Following the semi-final match between Morocco and France, clashes erupted between Moroccan and French fans in several French cities, with one 14-year-old boy being killed in Montpellier. Meanwhile, in the Netherlands, 14 Moroccan fans were arrested in the city of Rotterdam amidst the unrest, while Dutch officials opted against public screenings of the game due to the previous unrest from the Morocco vs Belgium match.

===Uruguayans after Ghana game===
The Group H Ghana vs Uruguay match on 2 December finished in a 2–0 victory for Uruguay; however, Uruguay failed to progress from the group. After the final whistle, several Uruguayan players confronted the referee and other FIFA officials over what they deemed as controversial decisions during the course of the game, and while walking down the tunnel towards the dressing rooms, Edinson Cavani pushed over the VAR monitor.

After the tournament ended, FIFA banned
Fernando Muslera and José María Giménez each for four international games and ordered them to pay fines of €20,000. Meanwhile, Edinson Cavani and Diego Godín must serve one international game ban each and must pay fines of €15,000. All four players are also ordered to take part in a form of community service. The Uruguayan football federation was also fined €43,800 and will have to play one home fixture with a reduced capacity. The punishments received are reminiscent of the one that Luis Suárez received in 2014 after biting Italian defender Giorgio Chiellini.

===Samuel Eto'o assault===
Following the Group G Cameroon vs Brazil match on 2 December, Samuel Eto'o assaulted a man outside Stadium 974. A video circulated on social media of the former Cameroon international and Barcelona player, who was Cameroonian Football Federation president, attacking the man. Eto'o said himself, in a statement issued later that week, that it was a "violent altercation", that it was "an unfortunate incident" and that his victim was "probably" a fan of Algeria.

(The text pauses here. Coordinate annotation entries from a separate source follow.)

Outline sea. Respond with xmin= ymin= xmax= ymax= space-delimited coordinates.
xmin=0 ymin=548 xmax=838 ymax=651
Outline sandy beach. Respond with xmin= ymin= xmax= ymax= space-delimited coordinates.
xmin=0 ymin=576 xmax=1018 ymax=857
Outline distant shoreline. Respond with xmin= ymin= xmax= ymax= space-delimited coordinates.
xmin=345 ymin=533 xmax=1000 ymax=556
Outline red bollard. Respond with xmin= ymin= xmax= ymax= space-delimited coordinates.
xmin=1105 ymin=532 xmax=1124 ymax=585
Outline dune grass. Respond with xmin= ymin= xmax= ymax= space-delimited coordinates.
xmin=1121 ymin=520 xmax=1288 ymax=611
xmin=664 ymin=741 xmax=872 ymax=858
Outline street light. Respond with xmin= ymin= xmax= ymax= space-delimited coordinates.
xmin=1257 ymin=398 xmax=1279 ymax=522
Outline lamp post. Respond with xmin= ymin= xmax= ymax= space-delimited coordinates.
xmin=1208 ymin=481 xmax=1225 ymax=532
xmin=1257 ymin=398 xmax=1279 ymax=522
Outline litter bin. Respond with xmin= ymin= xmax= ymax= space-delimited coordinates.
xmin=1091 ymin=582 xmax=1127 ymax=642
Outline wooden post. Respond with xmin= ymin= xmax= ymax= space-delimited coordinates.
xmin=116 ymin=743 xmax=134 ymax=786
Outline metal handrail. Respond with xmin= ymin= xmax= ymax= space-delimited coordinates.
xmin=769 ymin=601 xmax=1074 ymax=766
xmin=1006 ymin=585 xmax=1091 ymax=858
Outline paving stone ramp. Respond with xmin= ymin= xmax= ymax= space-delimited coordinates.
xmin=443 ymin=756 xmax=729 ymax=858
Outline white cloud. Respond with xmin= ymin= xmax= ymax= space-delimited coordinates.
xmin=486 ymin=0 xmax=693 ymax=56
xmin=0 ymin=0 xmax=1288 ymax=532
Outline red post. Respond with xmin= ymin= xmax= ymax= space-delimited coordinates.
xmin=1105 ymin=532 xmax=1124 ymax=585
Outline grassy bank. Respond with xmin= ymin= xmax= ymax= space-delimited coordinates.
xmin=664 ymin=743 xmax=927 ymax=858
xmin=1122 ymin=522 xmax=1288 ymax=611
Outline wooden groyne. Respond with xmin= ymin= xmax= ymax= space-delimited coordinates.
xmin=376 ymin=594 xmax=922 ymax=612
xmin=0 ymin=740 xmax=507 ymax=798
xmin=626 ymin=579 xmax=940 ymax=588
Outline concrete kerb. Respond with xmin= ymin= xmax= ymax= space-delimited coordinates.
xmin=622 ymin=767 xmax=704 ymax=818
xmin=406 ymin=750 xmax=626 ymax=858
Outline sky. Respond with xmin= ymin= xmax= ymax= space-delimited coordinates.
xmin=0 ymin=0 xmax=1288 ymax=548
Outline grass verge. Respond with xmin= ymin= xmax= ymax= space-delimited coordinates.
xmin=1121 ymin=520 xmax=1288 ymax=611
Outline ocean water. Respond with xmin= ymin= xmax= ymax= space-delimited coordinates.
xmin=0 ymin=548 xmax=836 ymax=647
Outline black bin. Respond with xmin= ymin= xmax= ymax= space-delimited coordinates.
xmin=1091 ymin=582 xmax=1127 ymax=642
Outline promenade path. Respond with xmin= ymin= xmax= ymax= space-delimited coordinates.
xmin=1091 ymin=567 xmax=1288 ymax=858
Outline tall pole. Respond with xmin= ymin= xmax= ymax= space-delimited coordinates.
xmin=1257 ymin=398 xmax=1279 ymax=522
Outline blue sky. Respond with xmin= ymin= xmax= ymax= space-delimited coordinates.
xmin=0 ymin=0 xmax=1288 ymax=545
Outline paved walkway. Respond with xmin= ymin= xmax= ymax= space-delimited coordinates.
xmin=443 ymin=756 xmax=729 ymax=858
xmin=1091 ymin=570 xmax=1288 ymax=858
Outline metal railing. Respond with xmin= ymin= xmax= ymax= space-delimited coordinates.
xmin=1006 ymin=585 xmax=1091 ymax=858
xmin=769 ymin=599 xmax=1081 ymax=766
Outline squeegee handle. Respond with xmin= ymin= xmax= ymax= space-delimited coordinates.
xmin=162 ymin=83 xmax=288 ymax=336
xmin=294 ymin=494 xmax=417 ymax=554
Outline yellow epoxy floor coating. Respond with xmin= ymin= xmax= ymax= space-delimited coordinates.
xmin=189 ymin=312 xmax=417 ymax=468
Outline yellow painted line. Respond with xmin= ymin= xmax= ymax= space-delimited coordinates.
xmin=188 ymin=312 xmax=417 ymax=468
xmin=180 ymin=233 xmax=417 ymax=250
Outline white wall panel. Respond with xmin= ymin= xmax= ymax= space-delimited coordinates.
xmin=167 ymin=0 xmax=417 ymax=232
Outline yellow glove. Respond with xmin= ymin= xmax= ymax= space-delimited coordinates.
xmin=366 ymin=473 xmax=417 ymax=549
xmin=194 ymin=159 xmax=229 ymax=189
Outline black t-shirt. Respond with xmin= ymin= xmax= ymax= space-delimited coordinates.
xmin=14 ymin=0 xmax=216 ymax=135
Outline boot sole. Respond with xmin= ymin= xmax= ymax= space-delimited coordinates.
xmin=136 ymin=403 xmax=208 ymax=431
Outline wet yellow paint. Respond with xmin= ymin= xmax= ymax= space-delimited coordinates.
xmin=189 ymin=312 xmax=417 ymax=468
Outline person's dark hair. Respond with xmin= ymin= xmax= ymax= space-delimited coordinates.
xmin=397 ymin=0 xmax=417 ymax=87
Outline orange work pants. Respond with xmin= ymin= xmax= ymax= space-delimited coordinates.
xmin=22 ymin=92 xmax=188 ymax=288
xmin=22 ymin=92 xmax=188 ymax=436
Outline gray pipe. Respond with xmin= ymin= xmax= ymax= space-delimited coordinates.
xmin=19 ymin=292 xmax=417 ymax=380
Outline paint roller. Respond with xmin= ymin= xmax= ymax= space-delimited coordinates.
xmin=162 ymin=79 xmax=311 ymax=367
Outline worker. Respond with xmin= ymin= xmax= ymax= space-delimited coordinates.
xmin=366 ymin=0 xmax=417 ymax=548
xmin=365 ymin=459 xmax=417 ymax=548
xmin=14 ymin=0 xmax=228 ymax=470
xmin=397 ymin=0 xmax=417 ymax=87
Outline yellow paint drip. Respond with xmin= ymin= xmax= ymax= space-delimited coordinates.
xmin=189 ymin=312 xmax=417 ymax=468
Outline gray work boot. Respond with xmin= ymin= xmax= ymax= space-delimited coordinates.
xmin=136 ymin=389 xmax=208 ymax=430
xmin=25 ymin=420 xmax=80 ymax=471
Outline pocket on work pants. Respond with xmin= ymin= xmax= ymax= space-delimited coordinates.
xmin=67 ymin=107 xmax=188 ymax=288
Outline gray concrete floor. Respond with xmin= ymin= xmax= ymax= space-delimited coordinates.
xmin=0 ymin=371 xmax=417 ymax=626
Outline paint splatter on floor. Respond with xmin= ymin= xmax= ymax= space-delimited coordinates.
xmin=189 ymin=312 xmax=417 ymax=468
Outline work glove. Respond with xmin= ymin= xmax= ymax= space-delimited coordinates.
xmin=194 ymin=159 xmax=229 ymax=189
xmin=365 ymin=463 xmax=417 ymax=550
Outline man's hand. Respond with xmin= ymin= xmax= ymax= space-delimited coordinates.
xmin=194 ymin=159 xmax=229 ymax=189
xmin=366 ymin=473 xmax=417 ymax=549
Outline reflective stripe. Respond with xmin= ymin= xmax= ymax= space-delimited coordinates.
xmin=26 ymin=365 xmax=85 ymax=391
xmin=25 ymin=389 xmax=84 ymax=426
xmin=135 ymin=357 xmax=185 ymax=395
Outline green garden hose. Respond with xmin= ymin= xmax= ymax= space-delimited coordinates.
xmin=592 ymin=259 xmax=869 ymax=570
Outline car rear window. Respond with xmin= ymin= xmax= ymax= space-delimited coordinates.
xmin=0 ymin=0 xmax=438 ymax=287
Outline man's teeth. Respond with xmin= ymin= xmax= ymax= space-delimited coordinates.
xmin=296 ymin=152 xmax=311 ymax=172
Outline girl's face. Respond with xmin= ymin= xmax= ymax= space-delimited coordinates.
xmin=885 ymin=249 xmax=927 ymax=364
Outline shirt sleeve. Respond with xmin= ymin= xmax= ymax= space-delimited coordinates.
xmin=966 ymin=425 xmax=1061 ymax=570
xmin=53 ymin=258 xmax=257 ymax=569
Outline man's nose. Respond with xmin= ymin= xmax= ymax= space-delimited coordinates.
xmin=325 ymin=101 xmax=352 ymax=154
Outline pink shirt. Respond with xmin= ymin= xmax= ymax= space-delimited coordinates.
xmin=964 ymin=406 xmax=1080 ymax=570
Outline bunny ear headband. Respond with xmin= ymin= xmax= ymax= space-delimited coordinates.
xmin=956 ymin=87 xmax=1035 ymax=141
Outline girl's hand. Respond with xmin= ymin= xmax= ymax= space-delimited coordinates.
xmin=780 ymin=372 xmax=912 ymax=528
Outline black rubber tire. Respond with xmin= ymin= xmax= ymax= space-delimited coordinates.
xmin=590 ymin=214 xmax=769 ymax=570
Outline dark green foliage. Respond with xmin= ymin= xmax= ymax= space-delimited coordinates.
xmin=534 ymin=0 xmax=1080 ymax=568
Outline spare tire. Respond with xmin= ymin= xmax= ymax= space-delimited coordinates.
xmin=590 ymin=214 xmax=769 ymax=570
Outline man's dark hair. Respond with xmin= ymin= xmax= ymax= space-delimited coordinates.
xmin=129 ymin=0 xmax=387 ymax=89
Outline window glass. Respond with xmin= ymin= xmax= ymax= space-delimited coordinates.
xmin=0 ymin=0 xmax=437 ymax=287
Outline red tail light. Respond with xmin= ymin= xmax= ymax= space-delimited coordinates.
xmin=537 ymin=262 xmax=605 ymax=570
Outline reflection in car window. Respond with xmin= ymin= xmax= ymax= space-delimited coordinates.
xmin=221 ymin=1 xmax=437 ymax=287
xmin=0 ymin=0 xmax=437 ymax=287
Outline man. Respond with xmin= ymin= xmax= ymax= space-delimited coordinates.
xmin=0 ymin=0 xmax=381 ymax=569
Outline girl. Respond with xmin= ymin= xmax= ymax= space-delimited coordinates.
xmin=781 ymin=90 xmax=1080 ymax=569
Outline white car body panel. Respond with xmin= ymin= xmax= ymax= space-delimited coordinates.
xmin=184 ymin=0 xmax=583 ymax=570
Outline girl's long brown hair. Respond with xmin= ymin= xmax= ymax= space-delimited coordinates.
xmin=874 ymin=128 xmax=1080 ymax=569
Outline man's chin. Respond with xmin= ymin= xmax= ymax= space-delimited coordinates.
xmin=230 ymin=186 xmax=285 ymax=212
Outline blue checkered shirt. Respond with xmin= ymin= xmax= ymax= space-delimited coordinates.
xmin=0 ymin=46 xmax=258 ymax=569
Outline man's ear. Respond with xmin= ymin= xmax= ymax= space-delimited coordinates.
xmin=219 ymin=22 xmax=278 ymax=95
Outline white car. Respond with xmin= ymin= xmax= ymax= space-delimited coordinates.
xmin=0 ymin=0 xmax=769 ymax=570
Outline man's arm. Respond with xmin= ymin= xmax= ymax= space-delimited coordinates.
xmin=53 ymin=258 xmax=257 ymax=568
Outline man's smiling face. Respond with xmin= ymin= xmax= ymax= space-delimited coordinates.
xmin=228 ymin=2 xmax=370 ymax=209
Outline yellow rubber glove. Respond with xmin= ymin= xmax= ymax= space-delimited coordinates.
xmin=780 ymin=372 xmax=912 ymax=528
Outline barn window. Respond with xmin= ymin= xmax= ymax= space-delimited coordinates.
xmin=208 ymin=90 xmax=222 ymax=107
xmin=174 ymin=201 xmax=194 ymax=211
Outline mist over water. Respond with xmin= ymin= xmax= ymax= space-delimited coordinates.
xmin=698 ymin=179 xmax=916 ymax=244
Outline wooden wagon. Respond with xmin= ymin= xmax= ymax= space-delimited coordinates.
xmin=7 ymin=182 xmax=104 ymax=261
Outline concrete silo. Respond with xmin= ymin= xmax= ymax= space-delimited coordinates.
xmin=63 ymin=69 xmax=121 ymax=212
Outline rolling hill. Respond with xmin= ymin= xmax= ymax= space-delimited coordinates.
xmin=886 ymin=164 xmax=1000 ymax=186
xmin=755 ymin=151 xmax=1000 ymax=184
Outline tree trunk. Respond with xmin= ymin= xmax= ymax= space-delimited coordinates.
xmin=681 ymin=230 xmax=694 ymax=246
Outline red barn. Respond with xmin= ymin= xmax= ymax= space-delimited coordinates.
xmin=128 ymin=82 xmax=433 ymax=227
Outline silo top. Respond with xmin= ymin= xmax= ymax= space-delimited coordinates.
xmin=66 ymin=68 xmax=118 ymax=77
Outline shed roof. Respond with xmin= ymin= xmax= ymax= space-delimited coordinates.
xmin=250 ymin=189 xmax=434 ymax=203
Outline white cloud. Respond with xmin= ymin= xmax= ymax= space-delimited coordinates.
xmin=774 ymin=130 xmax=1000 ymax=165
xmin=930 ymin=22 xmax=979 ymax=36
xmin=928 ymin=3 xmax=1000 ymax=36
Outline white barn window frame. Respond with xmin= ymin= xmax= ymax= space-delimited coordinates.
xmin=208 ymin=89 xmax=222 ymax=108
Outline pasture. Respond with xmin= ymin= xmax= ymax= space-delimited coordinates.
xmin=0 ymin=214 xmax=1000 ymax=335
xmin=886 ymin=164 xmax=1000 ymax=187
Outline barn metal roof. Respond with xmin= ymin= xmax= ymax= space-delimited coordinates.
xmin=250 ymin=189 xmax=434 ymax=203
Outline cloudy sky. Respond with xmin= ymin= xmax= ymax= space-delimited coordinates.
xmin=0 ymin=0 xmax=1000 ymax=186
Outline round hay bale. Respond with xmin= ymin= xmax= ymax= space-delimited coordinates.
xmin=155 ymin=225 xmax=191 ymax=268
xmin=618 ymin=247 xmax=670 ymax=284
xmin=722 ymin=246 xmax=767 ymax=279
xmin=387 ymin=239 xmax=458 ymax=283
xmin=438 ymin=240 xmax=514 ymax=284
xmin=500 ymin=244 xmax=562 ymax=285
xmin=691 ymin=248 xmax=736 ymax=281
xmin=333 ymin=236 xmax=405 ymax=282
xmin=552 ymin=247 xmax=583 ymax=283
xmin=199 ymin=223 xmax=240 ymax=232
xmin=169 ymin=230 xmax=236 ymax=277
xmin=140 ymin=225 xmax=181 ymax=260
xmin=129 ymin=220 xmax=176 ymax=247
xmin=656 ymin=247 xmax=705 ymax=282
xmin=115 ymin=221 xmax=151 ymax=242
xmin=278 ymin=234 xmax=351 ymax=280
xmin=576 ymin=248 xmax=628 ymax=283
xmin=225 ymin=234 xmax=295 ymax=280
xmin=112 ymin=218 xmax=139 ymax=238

=== Argentina–France final ===
After Argentina's win in the final, Qatari Emir Sheikh Tamim bin Hamad Al Thani presented an Arab cloak, a bisht, to Lionel Messi. In Qatar, using a bisht traditionally display a high status, used by royals. Some people criticised the gesture, saying it marred the moment when Messi lifted the World Cup; BBC host Gary Lineker said it was "a shame they've covered his shirt" during "a magic moment". However, fan and media reactions were mixed, with some commentators describing journalists who criticised the bisht presentation as salty.

Argentine goalkeeper Emiliano Martínez, after winning the Golden glove trophy (which resembles a giant hand), placed it on his groin and pointed towards fans in front of the FIFA president and Qatari Emir, which some detractors saw as a vulgar gesture.

Turkish celebrity Nusret Gökçe was seen on the pitch, intruding to talk to the Argentine players, despite the clear discomfort of the players around him. He was also behaving inappropriately around the World Cup trophy and taking medals from the Argentines to bite into it.